Cette internationalisation grandissante s’est accompagnée de progrès dans les transports de marchandises, par le biais de containers normalisés dont la gestion est assurée, de façon centralisée, par informatique. Des zones multimodales permettent de réaliser des gains de productivité considérables dans le transfert des marchandises d’un système de transport à un autre, sous le contrôle du système de gestion. Système qui ouvre en même temps la possibilité de connaître en temps réel la circulation mondiale des marchandises produites et consommées. D’immenses investissements sont en cours aujourd’hui, dans le cadre de la concurrence capitaliste entre la Chine, l’Asie et les Etats-Unis, pour gagner sur le temps de transport, comme les nouvelles Routes de la soie.

Enfin, l’utilisation des nouvelles technologies et d’Internet a modifié la façon de piloter la production des échanges et des services. Les grands groupes du commerce comme Walmart, première multinationale mondiale, ont la mainmise sur la production. Grâce à l’informatique, ils peuvent établir des statistiques sur leurs clients, renseigner leurs bases de données et gérer les stocks au plus près de la demande immédiate pour bénéficier au maximum de la flexibilité des chaînes de production et de logistique fonctionnant en flux tendu.

Les GAFAM (Google, Apple, Facebook, Amazon, Microsoft), ces cinq compagnies américaines les plus fortunées qui totalisent 504 milliards de dollars de capitaux, font la même chose en collectant à plus grande échelle encore les traces laissées par les internautes sur les sites qu’ils fréquentent. Grâce à leur position de monopole, elles peuvent récupérer une masse considérable d’informations qu’elles revendent ensuite aux annonceurs ou à d’autres sociétés, engrangeant ainsi des milliards de dollars. Dans cette société capitaliste, toutes ces technologies d’information servent à vendre davantage, même de la dette ! Ainsi, des start-up aident déjà les banques à filtrer les clients pour leurs demandes de prêt en ligne ou de carte de crédit d’après leurs comportements sur les réseaux sociaux.

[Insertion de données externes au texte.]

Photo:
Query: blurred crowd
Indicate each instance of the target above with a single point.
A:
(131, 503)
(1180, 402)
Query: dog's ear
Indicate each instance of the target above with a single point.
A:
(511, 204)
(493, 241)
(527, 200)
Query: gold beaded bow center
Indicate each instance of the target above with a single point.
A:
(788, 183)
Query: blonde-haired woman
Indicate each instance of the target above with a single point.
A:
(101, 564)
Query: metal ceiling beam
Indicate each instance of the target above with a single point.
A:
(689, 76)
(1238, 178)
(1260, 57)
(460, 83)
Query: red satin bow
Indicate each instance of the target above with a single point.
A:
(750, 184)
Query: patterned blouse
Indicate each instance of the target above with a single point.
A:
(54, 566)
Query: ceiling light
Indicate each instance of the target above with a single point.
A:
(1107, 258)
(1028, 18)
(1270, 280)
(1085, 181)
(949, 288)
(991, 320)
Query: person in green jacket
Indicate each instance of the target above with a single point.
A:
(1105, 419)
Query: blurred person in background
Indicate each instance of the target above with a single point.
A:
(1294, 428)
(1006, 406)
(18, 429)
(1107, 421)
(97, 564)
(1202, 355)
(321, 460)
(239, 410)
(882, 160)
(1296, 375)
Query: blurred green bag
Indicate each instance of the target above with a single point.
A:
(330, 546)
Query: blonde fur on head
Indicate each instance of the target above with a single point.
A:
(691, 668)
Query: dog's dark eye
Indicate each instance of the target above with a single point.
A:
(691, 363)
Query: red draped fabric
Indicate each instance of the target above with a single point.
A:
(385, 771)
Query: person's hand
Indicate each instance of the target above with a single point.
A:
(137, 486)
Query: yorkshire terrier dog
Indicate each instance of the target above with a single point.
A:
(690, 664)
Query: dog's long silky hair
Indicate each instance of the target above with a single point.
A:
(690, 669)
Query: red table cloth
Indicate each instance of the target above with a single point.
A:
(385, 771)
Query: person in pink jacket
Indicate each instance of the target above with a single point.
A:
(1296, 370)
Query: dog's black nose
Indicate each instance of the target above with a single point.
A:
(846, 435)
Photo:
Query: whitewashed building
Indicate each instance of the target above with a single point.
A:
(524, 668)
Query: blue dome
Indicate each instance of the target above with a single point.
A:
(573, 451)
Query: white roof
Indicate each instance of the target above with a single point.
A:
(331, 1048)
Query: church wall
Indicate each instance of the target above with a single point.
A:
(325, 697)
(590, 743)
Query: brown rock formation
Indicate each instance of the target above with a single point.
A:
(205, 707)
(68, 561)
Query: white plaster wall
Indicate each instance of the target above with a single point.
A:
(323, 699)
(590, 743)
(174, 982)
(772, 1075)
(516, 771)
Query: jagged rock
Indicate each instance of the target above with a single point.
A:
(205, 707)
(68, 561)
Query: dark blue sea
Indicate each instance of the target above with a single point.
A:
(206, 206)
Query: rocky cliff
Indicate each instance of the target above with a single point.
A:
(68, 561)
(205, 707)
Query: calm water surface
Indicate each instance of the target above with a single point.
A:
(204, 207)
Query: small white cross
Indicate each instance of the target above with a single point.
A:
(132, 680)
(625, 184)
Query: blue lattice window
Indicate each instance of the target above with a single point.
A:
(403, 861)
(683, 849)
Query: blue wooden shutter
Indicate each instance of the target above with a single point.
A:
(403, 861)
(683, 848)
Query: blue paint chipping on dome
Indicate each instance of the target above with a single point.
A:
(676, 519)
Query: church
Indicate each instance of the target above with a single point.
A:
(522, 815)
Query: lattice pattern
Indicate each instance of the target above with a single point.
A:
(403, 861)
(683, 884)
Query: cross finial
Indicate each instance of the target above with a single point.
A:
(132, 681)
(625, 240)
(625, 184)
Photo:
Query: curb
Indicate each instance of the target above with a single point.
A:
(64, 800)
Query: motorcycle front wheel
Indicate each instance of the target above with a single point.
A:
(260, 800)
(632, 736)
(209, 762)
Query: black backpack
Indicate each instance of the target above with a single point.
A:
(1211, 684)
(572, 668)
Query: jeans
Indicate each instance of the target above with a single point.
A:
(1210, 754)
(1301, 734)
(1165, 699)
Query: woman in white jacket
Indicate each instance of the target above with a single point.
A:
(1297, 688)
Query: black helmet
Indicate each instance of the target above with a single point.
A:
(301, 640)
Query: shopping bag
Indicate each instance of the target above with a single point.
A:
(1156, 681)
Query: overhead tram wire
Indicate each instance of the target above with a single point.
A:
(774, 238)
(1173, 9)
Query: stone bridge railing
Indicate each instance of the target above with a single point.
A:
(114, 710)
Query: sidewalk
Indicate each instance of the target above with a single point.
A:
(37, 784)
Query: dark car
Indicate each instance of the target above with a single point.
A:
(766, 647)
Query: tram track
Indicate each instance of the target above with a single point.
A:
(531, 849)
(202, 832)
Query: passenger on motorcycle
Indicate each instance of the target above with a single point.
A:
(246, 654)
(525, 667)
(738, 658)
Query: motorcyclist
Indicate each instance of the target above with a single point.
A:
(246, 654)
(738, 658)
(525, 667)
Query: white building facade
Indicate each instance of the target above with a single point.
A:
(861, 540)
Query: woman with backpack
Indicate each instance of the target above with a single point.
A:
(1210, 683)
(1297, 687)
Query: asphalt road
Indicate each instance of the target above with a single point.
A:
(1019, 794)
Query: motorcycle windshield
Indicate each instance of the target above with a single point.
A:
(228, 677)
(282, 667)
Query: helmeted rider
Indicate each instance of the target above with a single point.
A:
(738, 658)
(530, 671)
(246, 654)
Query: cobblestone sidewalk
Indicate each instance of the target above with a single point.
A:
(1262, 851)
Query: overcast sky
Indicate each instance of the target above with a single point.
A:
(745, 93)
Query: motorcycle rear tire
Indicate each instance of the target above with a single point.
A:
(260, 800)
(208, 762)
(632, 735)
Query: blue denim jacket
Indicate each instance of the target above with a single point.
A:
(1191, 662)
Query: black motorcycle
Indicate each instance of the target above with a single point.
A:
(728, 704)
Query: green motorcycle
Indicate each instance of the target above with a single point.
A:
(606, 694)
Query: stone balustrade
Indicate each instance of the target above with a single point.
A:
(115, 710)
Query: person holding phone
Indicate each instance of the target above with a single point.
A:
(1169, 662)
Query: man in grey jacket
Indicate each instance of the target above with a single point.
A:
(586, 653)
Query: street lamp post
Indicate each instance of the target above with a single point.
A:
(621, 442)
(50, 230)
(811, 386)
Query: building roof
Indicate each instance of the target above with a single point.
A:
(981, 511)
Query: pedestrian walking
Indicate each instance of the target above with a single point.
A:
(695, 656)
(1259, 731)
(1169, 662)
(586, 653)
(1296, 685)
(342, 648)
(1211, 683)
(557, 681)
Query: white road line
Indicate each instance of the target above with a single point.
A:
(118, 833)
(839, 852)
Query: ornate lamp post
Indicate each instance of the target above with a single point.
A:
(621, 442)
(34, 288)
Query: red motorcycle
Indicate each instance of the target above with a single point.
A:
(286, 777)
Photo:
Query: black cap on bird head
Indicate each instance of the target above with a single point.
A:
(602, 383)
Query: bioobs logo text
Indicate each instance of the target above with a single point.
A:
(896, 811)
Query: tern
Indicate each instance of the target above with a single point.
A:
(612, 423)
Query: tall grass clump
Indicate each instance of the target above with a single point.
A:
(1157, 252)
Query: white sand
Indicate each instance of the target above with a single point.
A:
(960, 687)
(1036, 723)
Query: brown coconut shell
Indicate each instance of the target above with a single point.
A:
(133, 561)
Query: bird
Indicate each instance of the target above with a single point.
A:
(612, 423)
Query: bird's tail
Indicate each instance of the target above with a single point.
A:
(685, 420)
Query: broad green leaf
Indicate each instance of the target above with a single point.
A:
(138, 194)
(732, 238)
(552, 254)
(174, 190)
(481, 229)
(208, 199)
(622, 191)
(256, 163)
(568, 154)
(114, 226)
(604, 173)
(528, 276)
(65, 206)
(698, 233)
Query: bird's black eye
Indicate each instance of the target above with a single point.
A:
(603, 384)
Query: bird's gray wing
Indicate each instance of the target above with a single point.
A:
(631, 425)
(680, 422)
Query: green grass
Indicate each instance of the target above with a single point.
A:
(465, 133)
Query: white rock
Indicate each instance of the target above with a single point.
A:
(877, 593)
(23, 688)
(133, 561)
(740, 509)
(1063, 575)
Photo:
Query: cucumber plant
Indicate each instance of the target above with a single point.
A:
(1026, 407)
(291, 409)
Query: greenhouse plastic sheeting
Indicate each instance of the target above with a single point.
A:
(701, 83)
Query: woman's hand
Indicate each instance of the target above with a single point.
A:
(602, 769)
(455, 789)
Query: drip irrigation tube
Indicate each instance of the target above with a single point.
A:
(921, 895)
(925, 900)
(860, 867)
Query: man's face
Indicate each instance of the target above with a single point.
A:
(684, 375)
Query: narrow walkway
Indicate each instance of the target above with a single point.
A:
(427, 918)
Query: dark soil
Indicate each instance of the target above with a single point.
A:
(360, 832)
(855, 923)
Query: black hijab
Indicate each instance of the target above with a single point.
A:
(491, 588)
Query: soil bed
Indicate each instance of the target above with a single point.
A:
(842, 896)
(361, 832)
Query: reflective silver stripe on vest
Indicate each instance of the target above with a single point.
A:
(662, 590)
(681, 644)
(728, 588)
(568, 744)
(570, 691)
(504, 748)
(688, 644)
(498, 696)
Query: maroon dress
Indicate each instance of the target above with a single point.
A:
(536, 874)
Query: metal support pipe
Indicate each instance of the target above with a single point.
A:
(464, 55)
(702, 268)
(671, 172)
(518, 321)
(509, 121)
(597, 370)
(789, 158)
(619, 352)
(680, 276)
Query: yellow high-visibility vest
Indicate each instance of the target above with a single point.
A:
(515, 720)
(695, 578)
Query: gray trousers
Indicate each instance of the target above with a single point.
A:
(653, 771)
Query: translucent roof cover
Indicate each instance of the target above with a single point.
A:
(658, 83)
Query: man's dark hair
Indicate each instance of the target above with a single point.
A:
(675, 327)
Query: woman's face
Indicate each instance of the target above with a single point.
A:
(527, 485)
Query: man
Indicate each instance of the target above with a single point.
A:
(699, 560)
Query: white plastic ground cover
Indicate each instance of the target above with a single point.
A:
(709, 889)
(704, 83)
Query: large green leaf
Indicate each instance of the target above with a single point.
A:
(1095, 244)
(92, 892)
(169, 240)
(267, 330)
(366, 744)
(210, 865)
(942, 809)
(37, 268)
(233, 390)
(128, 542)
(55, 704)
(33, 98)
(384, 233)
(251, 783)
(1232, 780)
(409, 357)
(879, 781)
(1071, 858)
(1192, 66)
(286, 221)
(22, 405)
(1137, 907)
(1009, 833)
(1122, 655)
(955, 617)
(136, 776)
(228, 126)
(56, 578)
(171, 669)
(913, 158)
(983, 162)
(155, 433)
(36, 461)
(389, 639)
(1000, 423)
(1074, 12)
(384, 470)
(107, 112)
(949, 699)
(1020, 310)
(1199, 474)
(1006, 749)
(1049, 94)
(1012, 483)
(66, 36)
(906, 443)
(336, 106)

Toutes ces données de géolocalisation ou d’objets connectés les plus divers devraient revenir à la collectivité et pas à des sociétés géantes qui en font d’énormes profits pour une utilisation totalement parasitaire et anarchique. A l’opposé, ces techniques de l’information préfigurent une organisation rationnelle de la production au plus près des besoins de chacun. En cherchant à prévoir et à anticiper, elles constituent les bases matérielles d’une planification centralisée de l’économie, d’une gestion rationnelle des ressources naturelles, d’une diminution considérable du temps de travail humain nécessaire à la production des biens et des services permettant à tous les êtres humains de vivre décemment.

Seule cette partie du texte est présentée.